White Papers

Better Quantifying the Performance of Object Detection in Video


Better Quantifying the Performance of Object Detection in Video

In this piece, one of our in-house research scientists, Cameron Wolfe, examines how the industry evaluates the quality of video-based annotations for computer vision applications and suggests a better pathway forward.

Object detection is now one of the most common applications in computer vision, especially as vanilla classification problems have become easier to solve with modern deep learning architectures. As object detection has become more deeply studied, parallel research has arisen on the problem of performing object detection in video. This issue is a hybrid of several commonly-studied computer vision problem (i.e., tracking, object detection, and classification), in which objects must be correctly localized, classified, and associated (i.e., the same object is identified as such in different video frames by a unique identifier) through relevant frames within a video.

Video object detection has several unique challenges that differentiate it from object detection within static images. In this post, I will not overview any of the current methodologies for video object detection (see here for a more comprehensive overview of this). Rather, I will discuss one of the main problems within the space that is currently hindering consistent, technical progress: the lack of a comprehensive metric that can evaluate the performance of object detectors in video. Without such a standardized metric for evaluating, comparison between different methodologies becomes difficult, leading researchers to question whether their contributions are truly valuable.

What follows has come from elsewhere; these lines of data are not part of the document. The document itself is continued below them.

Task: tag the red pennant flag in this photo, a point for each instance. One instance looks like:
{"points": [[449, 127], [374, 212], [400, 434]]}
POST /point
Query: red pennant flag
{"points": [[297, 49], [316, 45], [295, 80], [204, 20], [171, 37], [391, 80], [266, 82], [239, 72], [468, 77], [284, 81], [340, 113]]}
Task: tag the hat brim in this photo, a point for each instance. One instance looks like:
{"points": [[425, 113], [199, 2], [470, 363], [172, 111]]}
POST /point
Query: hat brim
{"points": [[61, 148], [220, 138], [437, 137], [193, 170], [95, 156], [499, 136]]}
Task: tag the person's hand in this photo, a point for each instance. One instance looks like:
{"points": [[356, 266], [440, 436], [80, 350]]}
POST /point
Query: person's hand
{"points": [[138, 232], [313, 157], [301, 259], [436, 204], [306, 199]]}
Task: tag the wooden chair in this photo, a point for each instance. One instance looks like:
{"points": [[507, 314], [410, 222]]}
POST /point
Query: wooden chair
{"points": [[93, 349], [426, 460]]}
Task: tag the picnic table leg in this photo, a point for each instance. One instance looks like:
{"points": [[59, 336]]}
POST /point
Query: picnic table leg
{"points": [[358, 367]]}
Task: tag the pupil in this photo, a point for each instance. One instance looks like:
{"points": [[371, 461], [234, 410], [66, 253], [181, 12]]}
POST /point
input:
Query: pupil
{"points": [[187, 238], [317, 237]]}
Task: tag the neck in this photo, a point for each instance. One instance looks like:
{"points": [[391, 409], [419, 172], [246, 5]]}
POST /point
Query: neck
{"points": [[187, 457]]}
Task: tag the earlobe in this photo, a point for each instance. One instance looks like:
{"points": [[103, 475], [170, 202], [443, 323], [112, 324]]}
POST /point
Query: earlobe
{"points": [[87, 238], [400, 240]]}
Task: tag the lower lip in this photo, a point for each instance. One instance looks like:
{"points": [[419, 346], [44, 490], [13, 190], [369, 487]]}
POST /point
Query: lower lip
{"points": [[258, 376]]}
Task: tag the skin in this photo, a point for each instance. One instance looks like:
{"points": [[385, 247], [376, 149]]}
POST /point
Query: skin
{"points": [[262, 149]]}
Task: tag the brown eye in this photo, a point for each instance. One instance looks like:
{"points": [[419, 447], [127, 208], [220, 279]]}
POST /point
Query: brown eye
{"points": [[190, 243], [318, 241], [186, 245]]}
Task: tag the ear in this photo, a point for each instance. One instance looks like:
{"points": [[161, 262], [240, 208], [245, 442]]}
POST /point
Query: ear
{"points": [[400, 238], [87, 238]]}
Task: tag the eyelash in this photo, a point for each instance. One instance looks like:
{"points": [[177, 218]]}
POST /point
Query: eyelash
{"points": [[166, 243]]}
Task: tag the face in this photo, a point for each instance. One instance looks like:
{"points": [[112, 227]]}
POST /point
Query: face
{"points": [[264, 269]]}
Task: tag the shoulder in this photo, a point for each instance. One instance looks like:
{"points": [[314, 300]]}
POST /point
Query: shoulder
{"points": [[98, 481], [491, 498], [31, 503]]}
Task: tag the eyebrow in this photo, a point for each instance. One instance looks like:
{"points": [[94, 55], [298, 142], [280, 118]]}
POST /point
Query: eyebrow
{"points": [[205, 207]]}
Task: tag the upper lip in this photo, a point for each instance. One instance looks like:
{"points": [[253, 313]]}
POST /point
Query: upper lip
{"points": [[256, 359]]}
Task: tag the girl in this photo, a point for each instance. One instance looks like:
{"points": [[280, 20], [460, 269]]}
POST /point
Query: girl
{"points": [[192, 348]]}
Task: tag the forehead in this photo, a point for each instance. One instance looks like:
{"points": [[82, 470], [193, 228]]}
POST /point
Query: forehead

As a solution to this issue, I argue that higher order tracking accuracy (HOTA), a standardized metric within the object tracking community, is the correct metric for video object detection, so long as it is made classification-aware. I will begin the post by providing motivation for developing a better video object detection metric. Then, I will introduce a few relevant concepts and definitions related to object detection, followed by a discussion of current metrics that exist within the space. I will conclude the post with a discussion of the HOTA metric, emphasizing its suitability as an evaluation metric for video object detection.

Why do we need a better metric?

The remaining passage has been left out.